When working on the new sensor, the teams were still seeking to overcome the limits of traditional biological methods. The two main methods traditionally used in flu virus detection are reverse transcription-polymerase chain reaction (RT-PCR) and enzyme-linked immunosorbent assay (ELISA). RT-PCR involves changing the Ribonucleic acid (RNA) of interest – which carries genetic information in viruses such as influenza and Ebola – to DNA, which is then duplicated using a polymerase chain reaction in a thermocycler until its levels can be detected in a very costly and labour-intensive process. ELISA, while less costly as it involves the attraction between the antigen of the target and its antibody to produce colour change on a plastic well plate, has relatively low sensitivity and requires high-quality samples. Both methods are time consuming and of limited value as frontline, on-site diagnostic tools.
Researcher analyses the sensitivity of the nanobiosensor.
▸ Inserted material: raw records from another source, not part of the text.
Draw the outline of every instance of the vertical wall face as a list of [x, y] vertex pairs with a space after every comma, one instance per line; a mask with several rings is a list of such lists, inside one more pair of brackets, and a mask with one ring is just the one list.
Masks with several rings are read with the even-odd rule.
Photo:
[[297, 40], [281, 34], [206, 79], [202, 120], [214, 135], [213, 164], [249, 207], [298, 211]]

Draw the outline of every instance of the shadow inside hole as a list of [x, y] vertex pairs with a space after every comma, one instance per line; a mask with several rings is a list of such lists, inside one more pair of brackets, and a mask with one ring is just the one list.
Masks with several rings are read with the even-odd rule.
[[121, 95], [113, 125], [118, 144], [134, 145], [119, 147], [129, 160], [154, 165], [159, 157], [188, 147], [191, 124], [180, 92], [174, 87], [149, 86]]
Optical detection, which has high sensitivity, is thus a more viable option for rapid virus detection. Yet the conventional method used in biological application, downconversion luminescence, is excited by high-energy sources such as ultraviolet light, which can damage genetic material and induce background florescence. The teams thus focused on upconversion luminescence. Dr Yang explained, “this method converts lowenergy photons into high-energy photons, or more specifically, invisible near infrared photons into visible green photons”.
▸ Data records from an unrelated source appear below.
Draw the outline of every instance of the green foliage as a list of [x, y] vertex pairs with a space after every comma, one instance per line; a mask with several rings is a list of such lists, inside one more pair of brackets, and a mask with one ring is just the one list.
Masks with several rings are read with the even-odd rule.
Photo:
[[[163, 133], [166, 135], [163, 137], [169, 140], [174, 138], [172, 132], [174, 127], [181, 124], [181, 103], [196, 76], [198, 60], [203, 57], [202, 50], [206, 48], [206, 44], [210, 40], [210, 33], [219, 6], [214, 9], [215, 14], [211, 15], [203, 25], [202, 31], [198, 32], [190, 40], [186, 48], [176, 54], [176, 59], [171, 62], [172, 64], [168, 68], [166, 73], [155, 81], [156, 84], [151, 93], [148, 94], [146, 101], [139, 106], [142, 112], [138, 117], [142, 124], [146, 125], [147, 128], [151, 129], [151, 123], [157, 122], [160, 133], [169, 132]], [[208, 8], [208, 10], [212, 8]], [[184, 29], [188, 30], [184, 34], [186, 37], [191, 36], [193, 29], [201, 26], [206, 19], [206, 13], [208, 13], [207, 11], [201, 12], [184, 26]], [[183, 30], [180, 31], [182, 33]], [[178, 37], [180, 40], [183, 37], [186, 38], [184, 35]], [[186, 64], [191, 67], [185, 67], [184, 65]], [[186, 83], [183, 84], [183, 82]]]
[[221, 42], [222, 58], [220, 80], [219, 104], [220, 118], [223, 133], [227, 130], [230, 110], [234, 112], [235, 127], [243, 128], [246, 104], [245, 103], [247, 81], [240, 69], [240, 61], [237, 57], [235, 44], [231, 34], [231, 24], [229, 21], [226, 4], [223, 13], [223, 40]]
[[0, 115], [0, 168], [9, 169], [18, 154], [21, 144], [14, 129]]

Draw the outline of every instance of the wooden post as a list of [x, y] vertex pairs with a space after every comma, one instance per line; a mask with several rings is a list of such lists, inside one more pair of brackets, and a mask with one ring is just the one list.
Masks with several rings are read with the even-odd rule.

The overall technique again relies on UCNPs and is akin to matching two magnets with their force of attraction. UCNPs are conjugated with a probe oligo (a short DNA strand otherwise known as an oligonucleotide), the base pairs of which are complementary with that of a gold nanoparticle (AuNP) flu virus oligo. Given the complementary nature of the base pairs of the two oligos, they work like positive and negative magnetic poles being drawn together in a process called oligo hybridisation. Dr Yang further explained, “when illuminated by a portable near-infrared laser pen, the UCNPs emit visible green light and the AuNPs absorb the light. The concentration of the targeted flu virus can then be easily quantified by measuring the decrease in green light intensity.” This, put simply, is detectable by the naked eye.
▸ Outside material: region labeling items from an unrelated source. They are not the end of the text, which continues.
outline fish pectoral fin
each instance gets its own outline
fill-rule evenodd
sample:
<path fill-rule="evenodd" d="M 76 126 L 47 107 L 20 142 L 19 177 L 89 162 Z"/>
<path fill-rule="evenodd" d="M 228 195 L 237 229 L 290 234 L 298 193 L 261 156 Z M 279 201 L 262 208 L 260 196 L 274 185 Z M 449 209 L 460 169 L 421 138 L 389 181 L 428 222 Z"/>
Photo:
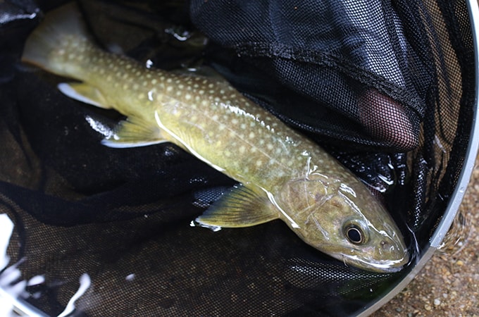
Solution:
<path fill-rule="evenodd" d="M 57 87 L 71 99 L 105 109 L 111 108 L 101 92 L 94 86 L 85 82 L 62 82 Z"/>
<path fill-rule="evenodd" d="M 279 218 L 266 193 L 259 187 L 235 186 L 215 201 L 195 221 L 216 228 L 250 227 Z"/>
<path fill-rule="evenodd" d="M 158 125 L 151 124 L 141 118 L 130 117 L 120 122 L 114 133 L 101 141 L 109 147 L 126 148 L 145 147 L 168 142 L 161 135 Z"/>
Unlike the traditional methods, this novel method is a simple procedure that requires no expensive machinery or sophisticated operating skills. Moreover, in comparison to the conventional downconversion luminescent technique, it causes little damage to genetic material and induces no background fluorescence. Just as importantly, it can be modified through the design of a complementary probe once the genetic sequence of a newly targeted virus is known, opening the possibility of detecting other types of viruses.